The sixth Joliffe mystery, A Play of Piety, is set in an English hospital where the actors' troupe has taken refuge. In this setting, strong personalities contend: women against the men who are supposedly in charge; a female medica or herbalist versus the male physician; and a toxic narcissist against everyone else. Playing the atypical role of a servant to the nursing sisters who run the hospital in open defiance of those who would dominate them, Joliffe solves the mystery.
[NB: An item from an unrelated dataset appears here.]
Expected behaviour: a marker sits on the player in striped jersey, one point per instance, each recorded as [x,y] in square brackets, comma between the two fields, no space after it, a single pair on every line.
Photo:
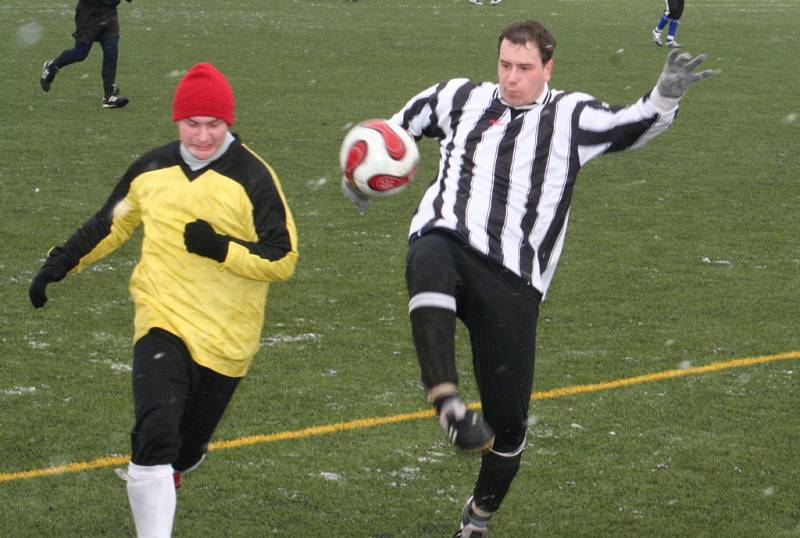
[488,233]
Margaret Frazer was a Herodotus award winner, two-time Minnesota Book Awards nominee, and two-time Edgar award finalist.

==Bibliography==

===Dame Frevisse series===
1. The Novice's Tale (1992)
2. The Servant's Tale (1993)
3. The Outlaw's Tale (1994)
4. The Bishop's Tale (1994)
5. The Boy's Tale (1995)
6. The Murderer's Tale (1996)
7. The Prioress' Tale (1997)
8. The Maiden's Tale (1998)
9. The Reeve's Tale (1999)
10. The Squire's Tale (2000)
11. The Clerk's Tale (2002)
12. The Bastard's Tale (2003)
13. The Hunter's Tale (2004)
14. The Widow's Tale (2005)
15. The Sempster's Tale (2006)
16. The Traitor's Tale (2007)
17. The Apostate's Tale (2008)

=== Joliffe series===
1. A Play of Isaac (2004)
2. A Play of Dux Moraud (2005)
3. A Play of Knaves (2006)
4. A Play of Lords (2007)
5. A Play of Treachery (2009)
6. A Play of Piety (2010)
7. A Play of Heresy (2011)

===Other novels and short stories===
1. Neither Pity, Love, Nor Fear (1999)
2. Strange Gods, Strange Men (Nov 2003)
3. The Witch's Tale (1993)
4. The Simple Logic of It (2000)
5. The Midwife's Tale (1995)
6. Volo te Habere (2000)
7. A Traveller's Tale (2000)
8. This World's Eternity (2002)
9. That Same Pit (1998) (retitled Shakespeare's Mousetrap in 2010 for Kindle)
10. The Death of Kings (1997)
11. The Stone-Worker's Tale (2005)
12. Winter Heart (2011)
13. Heretical Murder (2001)
14. Lowly Death (2002)
15. Circle of Witches (2012)

===Awards===
The second in her Dame Frevisse series, The Servant's Tale received a nomination at the 1994 Edgar Awards in the "Best Paperback Original" category. The following year The Bishop's Tale received a "Best Novel" nomination at the 1995 Minnesota Book Awards convention. She was next nominated in 1998 with the novel The Prioress' Tale, again for the "Paperback Original" award at the Edgars. Her last novel to receive an award nomination was The Reeve's Tale which at the 2000 Minnesota Book Awards, again in the "Best Novel" category.

She also received the Herodotus Award for "Best Short Story Historical Mystery" in 2000 for her short story Neither Pity, Love, Nor Fear.